Jeffrey Saut, the chief investment officer at Raymond James and SA contributor, made the following important comment this morning:
Over the weekend Greece did not default, although for over a year I have expressed the view that Greece has to default; a stance I continue to embrace. This morning, however, rumors are swirling again about a Greek default along with hints that Germany is not going to prevent it. That leaves the pre-opening futures down over 20 points, which would represent a retest of the selling-climax "lows" (1101 - 1120 basis the SPX). While I am hopeful this will be a successful retest, consistent with the October 1978/1979 bottoming sequence, if 1100 is decisively broken it would imply the rally from the March 2009 "lows" is over.
- Will the 1100 level be broken on the S&P 500 Index?
- If 1100 gets violated, does this imply that the March 2009 low rally is over?
Our answer to the first question is YES. We believe that 1100 will be taken out for three reasons:
- Greece will eventually default, it is just simple arithmetic, as pointed out in Mauldin's newsletter "Thoughts from the Frontline." The Greek debt-to-GDP is currently at 140%. It will be close to 180% by year’s end (assuming someone gives them the money). The deficit is north of 15%. They simply cannot afford to make the interest payments. True market (not eurozone-subsidized) interest rates on Greek short-term debt are close to 100%. The long-term debt simply cannot be refinanced without eurozone bailouts.

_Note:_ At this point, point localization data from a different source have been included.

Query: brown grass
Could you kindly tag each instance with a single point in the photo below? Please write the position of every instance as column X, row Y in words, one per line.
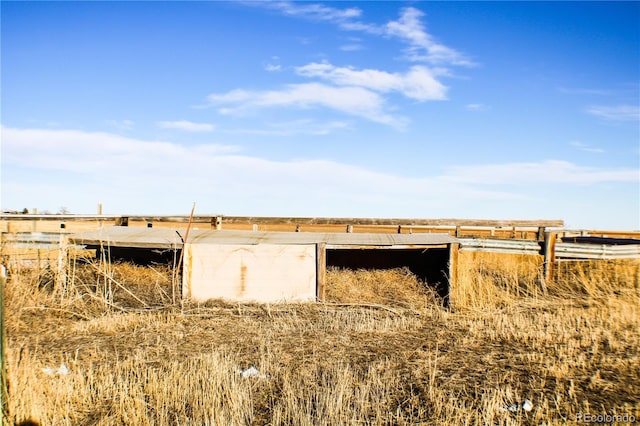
column 393, row 357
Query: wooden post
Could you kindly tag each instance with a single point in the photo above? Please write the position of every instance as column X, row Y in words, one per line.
column 454, row 249
column 61, row 276
column 321, row 271
column 4, row 397
column 549, row 253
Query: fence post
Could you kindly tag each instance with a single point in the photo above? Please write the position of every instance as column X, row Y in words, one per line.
column 321, row 271
column 4, row 397
column 61, row 276
column 549, row 253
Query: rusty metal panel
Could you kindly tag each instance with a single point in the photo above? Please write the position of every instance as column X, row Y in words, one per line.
column 250, row 273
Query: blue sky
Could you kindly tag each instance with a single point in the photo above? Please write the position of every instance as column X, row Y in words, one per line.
column 488, row 110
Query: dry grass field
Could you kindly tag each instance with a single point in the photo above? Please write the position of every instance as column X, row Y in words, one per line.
column 381, row 351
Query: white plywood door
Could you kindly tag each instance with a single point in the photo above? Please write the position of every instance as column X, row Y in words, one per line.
column 250, row 273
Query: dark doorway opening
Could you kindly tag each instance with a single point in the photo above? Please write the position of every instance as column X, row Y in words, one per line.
column 430, row 265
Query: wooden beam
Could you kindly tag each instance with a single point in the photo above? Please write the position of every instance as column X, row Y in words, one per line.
column 454, row 249
column 321, row 271
column 549, row 252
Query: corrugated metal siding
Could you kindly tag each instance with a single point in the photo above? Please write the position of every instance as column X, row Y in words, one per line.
column 167, row 238
column 250, row 273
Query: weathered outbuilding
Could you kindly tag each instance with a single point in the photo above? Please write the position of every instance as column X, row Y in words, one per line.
column 252, row 266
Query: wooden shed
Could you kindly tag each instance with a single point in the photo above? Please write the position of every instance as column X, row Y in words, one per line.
column 253, row 266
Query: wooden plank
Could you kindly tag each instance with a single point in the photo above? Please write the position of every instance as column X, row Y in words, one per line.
column 453, row 270
column 321, row 272
column 549, row 253
column 253, row 273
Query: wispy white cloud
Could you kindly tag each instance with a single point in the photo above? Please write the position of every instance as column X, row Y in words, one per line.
column 584, row 147
column 75, row 166
column 297, row 127
column 357, row 101
column 616, row 113
column 122, row 125
column 345, row 18
column 550, row 171
column 584, row 91
column 351, row 47
column 418, row 83
column 273, row 64
column 188, row 126
column 477, row 107
column 422, row 46
column 101, row 166
column 272, row 67
column 408, row 28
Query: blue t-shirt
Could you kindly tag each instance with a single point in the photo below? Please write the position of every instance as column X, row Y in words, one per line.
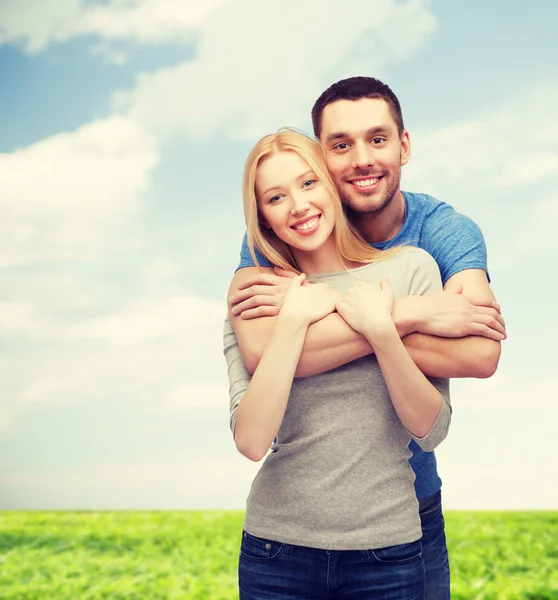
column 456, row 243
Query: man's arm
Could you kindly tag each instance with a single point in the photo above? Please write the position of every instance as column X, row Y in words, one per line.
column 331, row 342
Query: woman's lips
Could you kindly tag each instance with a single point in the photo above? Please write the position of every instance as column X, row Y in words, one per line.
column 307, row 227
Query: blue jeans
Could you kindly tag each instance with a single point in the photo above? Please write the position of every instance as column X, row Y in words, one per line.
column 434, row 548
column 270, row 570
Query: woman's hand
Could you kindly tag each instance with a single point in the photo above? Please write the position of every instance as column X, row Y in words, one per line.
column 309, row 303
column 367, row 308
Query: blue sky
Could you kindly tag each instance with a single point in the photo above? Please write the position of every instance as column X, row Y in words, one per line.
column 124, row 126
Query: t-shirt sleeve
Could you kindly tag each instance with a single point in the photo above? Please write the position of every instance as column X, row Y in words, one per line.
column 424, row 278
column 455, row 241
column 239, row 376
column 246, row 259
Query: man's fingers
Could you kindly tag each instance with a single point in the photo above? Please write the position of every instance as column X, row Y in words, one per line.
column 280, row 272
column 261, row 279
column 253, row 302
column 488, row 302
column 492, row 323
column 487, row 332
column 260, row 311
column 492, row 313
column 255, row 290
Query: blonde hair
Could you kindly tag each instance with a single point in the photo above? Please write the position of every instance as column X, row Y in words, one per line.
column 350, row 245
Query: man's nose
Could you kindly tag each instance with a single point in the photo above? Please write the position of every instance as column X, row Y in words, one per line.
column 362, row 156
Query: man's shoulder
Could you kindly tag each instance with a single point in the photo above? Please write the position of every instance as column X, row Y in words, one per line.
column 432, row 212
column 426, row 204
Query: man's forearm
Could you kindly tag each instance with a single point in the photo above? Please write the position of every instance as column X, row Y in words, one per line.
column 331, row 343
column 471, row 356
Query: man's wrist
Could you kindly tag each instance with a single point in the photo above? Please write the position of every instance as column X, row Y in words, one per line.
column 405, row 315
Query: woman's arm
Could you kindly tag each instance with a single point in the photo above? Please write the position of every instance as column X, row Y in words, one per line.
column 422, row 409
column 261, row 409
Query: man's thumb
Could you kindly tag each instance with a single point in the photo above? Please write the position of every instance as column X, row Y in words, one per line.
column 454, row 288
column 284, row 273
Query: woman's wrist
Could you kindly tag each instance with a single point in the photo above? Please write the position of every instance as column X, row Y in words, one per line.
column 381, row 334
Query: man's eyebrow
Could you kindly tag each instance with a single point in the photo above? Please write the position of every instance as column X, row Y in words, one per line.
column 339, row 135
column 379, row 129
column 336, row 136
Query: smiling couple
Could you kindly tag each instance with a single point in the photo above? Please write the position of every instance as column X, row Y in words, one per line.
column 352, row 306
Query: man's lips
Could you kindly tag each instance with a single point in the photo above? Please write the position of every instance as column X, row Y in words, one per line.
column 365, row 183
column 308, row 225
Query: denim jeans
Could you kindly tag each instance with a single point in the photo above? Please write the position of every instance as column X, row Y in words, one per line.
column 273, row 570
column 434, row 548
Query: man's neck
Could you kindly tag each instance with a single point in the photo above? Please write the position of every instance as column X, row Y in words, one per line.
column 384, row 225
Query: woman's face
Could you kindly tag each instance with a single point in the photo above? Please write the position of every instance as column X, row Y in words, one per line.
column 293, row 202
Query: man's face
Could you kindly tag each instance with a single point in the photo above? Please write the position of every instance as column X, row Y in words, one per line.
column 364, row 152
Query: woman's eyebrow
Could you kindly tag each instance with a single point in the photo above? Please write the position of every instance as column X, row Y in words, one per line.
column 304, row 175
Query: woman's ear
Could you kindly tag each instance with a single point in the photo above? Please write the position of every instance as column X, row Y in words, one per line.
column 263, row 222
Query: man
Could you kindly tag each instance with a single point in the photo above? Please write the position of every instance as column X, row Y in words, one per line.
column 456, row 333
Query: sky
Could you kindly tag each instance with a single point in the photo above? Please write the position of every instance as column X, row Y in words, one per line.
column 124, row 127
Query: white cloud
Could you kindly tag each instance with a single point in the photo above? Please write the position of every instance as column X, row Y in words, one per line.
column 538, row 232
column 495, row 152
column 62, row 196
column 499, row 452
column 45, row 22
column 183, row 483
column 260, row 65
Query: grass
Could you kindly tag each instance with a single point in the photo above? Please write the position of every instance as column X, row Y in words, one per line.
column 193, row 555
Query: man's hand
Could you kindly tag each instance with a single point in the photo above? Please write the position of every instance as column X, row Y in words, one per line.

- European banks (Deutsche Bank (NYSE:DB), UBS (NYSE:UBS), Barclays (NYSE:BCS), Royal Bank of Scotland (NYSE:RBS)) and U.S. banks (Morgan Stanley (NYSE:MS), Goldman Sachs (NYSE:GS), JP Morgan (NYSE:JPM), Lazard (NYSE:LAZ)) are making new 52-week lows. A market bottom remains elusive as long as financial institutions keep falling. Rumors circulate that three major French banks (Societe Generale (OTCPK:SCGLY), BNP Paribas (OTCQX:BNPQY), Credit Agricole (OTCPK:CRARF)) will soon be downgraded. Investors should absolutely steer clear of financials right now.
- While consumer confidence declined dramatically especially in Europe, investors still believe that the Fed will save the day with a third round of quantitative easing or Operation Twist. The truth is that the Fed is more and more out of bullets and fiscal policy will likely have to do the heavy lifting in months to come.
The answer to the second question (If 1100 is broken, does it imply that the rally that started in March 2009 is over?) is more delicate. Here we part roads with Saut. We believe that 900 is a reasonable target for the S&P 500 Index based on a conservative $75 earnings times a market multiple of 12 (a low market multiple compared to historical standard but that takes into account the possibility of the US going into recession).
Disclosure: I have no positions in any stocks mentioned, and no plans to initiate any positions within the next 72 hours.
Additional disclosure: I have a credit put spread on LAZ.